Architecture
Image Classification model
Training Keyword Spotting model
Setting up ESP-IDF
Building and Deploying our TinyML Application
Interfacing an external Microphone with ESP32
ESP-Now Protocol for controlling devices
Combining the Visual and Audio Perception
Results
Future Scope

•

Sri Sai Tarun

Published September 19, 2021 © GPL3+

Project Geass

This project allows the user to control the device they are looking at, through voice commands.

IntermediateFull instructions provided12 hours617

Story

Inspired by the ShAIdes project, we wanted to build a similar wearable, but with complete onboard processing using tinyML. This project allows the user to control the device they are looking at, through voice commands.

Architecture:

The project consists of 2 main components:

OpenMV camera running the image classification model
ESP-32 running with an external microphone running Keyword spotting model to detect commands and send commands to the intended device via ESP-Now protocol.

Inteface between INMP441 microphone, ESP32 and OpenMV Cam H7 Plus

Whenever a known object is detected (in our case a lamp and a Television), the corresponding pin is set high for 2 seconds on the OpenMV camera.
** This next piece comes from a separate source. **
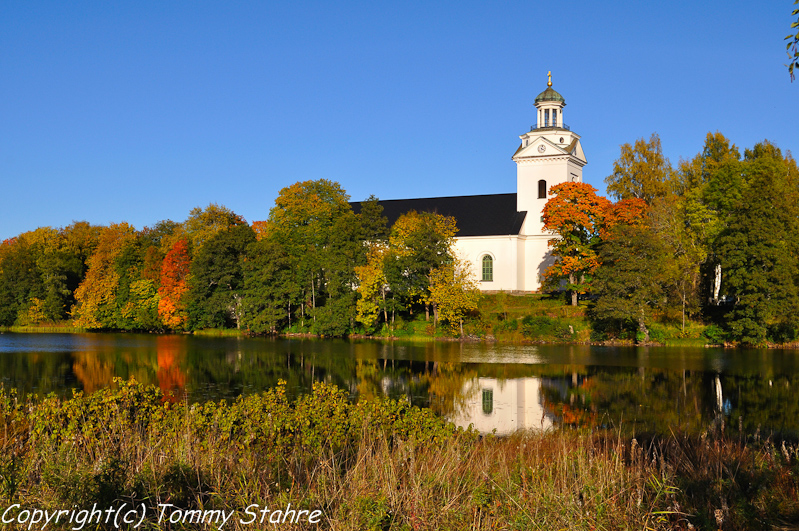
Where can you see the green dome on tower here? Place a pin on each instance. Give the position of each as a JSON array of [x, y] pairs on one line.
[[550, 94]]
During this period of 2 seconds, if a command is recognized by the keyword spotting model running on the ESP32, the recognized command (in our case either ON or OFF ) is sent to the selected device using the ESP-Now protocol.

Image Classification model:

We have created an image classification model using the Edge Impulse platform. We collected around 80 images for each class. There are 3 classes in total lamp, television and unknown.
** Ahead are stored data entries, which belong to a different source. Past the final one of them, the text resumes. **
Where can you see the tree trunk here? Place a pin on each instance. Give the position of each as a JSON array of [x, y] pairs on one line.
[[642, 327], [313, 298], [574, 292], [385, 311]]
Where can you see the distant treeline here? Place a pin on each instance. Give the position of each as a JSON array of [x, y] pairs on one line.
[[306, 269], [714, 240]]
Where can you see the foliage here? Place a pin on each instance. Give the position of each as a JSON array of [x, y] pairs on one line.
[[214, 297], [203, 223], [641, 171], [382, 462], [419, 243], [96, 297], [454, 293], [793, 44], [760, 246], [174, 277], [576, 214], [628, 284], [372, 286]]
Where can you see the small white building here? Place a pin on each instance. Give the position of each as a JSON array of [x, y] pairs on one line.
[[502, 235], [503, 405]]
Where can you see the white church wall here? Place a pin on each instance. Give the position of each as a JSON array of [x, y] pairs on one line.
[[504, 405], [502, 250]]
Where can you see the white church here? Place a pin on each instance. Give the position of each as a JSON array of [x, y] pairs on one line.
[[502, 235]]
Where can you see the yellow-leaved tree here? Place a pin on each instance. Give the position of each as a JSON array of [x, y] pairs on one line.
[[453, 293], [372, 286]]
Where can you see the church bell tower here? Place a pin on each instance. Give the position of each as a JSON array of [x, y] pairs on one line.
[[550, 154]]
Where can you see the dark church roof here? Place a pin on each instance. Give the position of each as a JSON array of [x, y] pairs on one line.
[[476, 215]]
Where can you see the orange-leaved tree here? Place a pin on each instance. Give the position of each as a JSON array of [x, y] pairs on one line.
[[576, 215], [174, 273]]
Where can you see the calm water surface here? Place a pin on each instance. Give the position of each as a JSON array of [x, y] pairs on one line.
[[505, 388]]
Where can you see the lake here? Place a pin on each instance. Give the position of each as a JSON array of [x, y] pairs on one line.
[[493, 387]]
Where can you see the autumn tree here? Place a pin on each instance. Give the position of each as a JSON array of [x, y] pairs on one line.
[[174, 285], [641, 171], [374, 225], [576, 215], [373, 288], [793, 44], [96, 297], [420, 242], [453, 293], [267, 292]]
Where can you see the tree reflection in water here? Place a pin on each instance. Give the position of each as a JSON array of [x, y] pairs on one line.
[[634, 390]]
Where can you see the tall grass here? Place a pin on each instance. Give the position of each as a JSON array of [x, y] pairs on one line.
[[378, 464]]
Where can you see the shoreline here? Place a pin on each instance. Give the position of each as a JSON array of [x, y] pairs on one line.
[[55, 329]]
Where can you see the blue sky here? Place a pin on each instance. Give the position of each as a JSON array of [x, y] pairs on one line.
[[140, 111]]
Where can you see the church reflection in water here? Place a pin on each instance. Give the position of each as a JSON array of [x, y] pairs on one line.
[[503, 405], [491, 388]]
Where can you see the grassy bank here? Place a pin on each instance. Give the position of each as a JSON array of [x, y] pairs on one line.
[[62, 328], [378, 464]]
1 / 2 • image of lamp from dataset

It is very important to collect pictures of all other appliances in the room/house during the dataset creation and group them under the unknown category.

Model performance on validation set

The MobileNetV2 0.05 model in Edge Impulse was used for transfer learning.
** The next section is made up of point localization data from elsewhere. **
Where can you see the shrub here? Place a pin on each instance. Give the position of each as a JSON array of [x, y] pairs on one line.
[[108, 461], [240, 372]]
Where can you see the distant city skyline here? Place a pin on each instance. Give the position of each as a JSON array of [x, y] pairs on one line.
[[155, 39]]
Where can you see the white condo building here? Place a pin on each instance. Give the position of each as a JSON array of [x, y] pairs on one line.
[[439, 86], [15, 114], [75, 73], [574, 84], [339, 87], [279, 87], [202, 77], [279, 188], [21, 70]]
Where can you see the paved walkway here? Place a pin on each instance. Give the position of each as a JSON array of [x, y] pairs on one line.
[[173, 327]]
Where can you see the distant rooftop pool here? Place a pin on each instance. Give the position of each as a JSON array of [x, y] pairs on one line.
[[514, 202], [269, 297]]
The trained model was then deployed on the OpenMV camera and was able to achieve 4 inferences per second.

Training Keyword Spotting model:

The Keyword spotting model was trained in google colab, to recognized "On" and "Off" keywords. You can easily retrain the model to recognize other keywords present in the speech_commands dataset.

Post-training, the model was converted to a tflite model and then, post-training quantization was done to reduce the size of the model to be deployed on embedded devices.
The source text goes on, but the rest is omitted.